The Cardigans gently broke Mad Men’s musical historicity

In Hear This, A.V. Club writers sing the praises of songs they know well. This week, in honor of the return of Mad Men on April 5 for its final seven episodes, we’re looking at some of the show’s most important song selections.

The Cardigans, “Great Divide” (1996)

Mad Men didn’t make waves with its occasionally anachronistic music choices until season two’s “Maidenform,” which begins with a striking montage of Betty, Joan, and Peggy slipping into their undergarments, set to The Decemberists’ “The Infanta.” But Mad Men’s first historically misplaced song (not counting RJD2’s theme music) came in the second episode, “Ladies Room.” Don Draper phones Betty’s psychiatrist and gets a more serious assessment of her mental state than he expects as “Great Divide” by The Cardigans plays over a shot of the Drapers’ darkened kitchen and the closing credits.

“Great Divide” was creator Matthew Weiner’s first indication that Mad Men would employ a broader sonic palette than its setting prescribes, but the choice was misleading in its subtlety. The track comes from 1996’s First Band On The Moon, which is technically the Swedish band’s third album, but the first to break through in America on the strength of “Lovefool.” That song, which landed The Cardigans among the ranks of one-hit wonders, was a stylistic departure. The band previously pulled its influences from ’60s lounge and orchestral pop, so “Lovefool”’s disco leanings made the song a bit of an anachronism for the band itself, a jarring lurch into the ’70s not unlike the new Mad Men promo teasing the final episodes with Diana Ross’ “Love Hangover.”

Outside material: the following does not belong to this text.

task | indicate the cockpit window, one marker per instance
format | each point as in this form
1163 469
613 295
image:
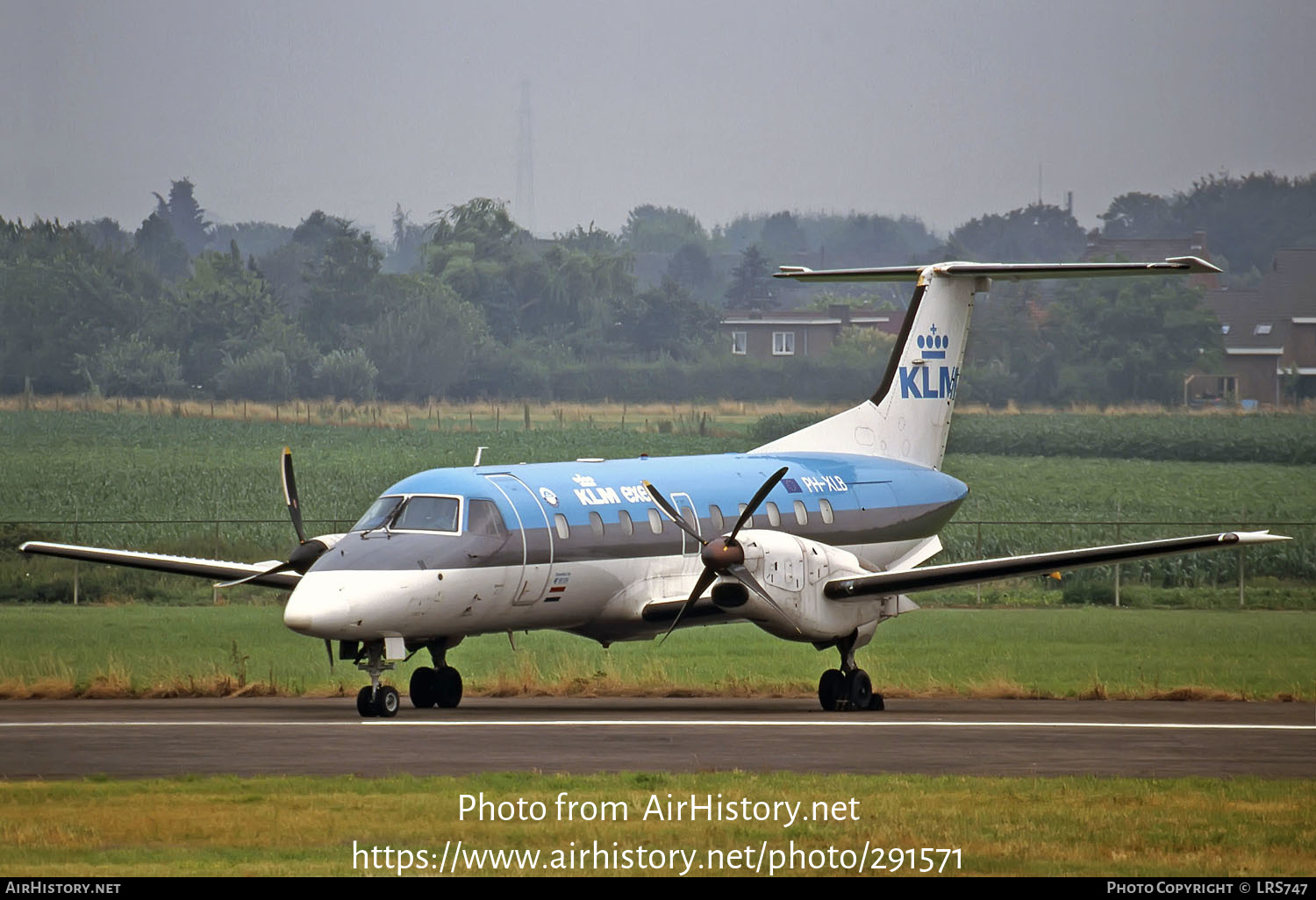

“Great Divide” was among the few songs on First Band reminiscent of The Cardigans’ prior albums, Emmerdale and Life. It doesn’t veer as close to Herb Alpert or Juan Garcia Esquivel as those albums, but is one of the First Band tracks to bridge the gap as the band nudged its sound in a more contemporary direction. “Divide,” a delicate ballad, proves a shrewd choice for Mad Men precisely because of the way it blurs the line between history and modernity. Though “Ladies Room” doesn’t make it to the end of the song, “Divide” features an orchestral coda that could easily serve as the theme music for a ’60s soap opera. It only helps that the lyrics are fitting and prescient within the context of Don and Betty’s eventually doomed romance: “There’s a monster growing in our heads / Raised up on the wicked things we’ve said / A great divide between us now.”